Is the MapReduce programming model constrained to only data that is organized as key-value pairs? In other words, does data that needs to be processed using MapReduce requireed to be organizable in some way as key-value pairs?
say we have (key 1, [v1, v2, v3, v4]), (key 2, [v1, v2, v3, v4]). First we split them into 2 groups, the first one has (key 1, [v1, v3]) and (key 2, [v1, v2]), the second group has (key 1, [v2, v4]), (key 2, [v3, v4]). Each group then runs the map function and become (key 1, [m1, m3]), (key 2, [m1, m2]); (key 1, [m2, m4]), (key 2, [m3, m4]). Then we aggregate them by keys -> reducer 1 will have (key 1, [m1, m2, m3, m4]), and reducer 2 will have (key 2, [m1, m2, m3, m4])
I'm rather confused.. Why wouldn't you just have the first group be (key1, [v1, v2]), (key1, [v3, v4]), and have the second group be (key2, [v1, v2]), (key2, [v3, v4]), and then we can eliminate the need for keys? I guess this is also to restate albystein's question about the significance of key-value pair inputs.
What are some practical use cases for MapReduce?

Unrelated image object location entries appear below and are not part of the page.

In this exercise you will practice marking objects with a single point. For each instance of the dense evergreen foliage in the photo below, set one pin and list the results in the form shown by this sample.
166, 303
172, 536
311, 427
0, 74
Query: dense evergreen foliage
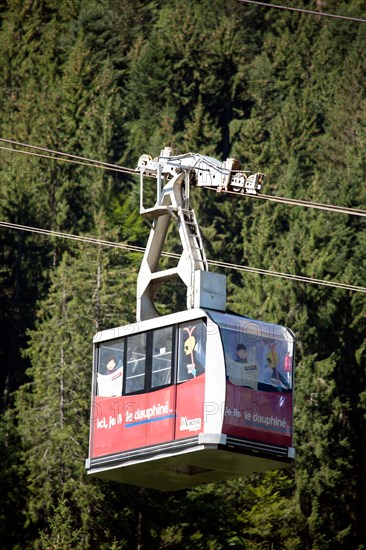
111, 80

I've heard of it multiple times here and there, but am not quite sure what its practicality is.
What are some of the shortcomings of MapReduce?
@lee I looked up some of the issues because i was curious; lack of inter-process communication, and the inabilty to handle streaming data seems to be some common issues.
Please log in to leave a comment.
Sometimes the reducer does no computation but just prints out the sorted output like in a word count type mad-reduce task. In this case would the way the load is distributed across mappers and reducers be different?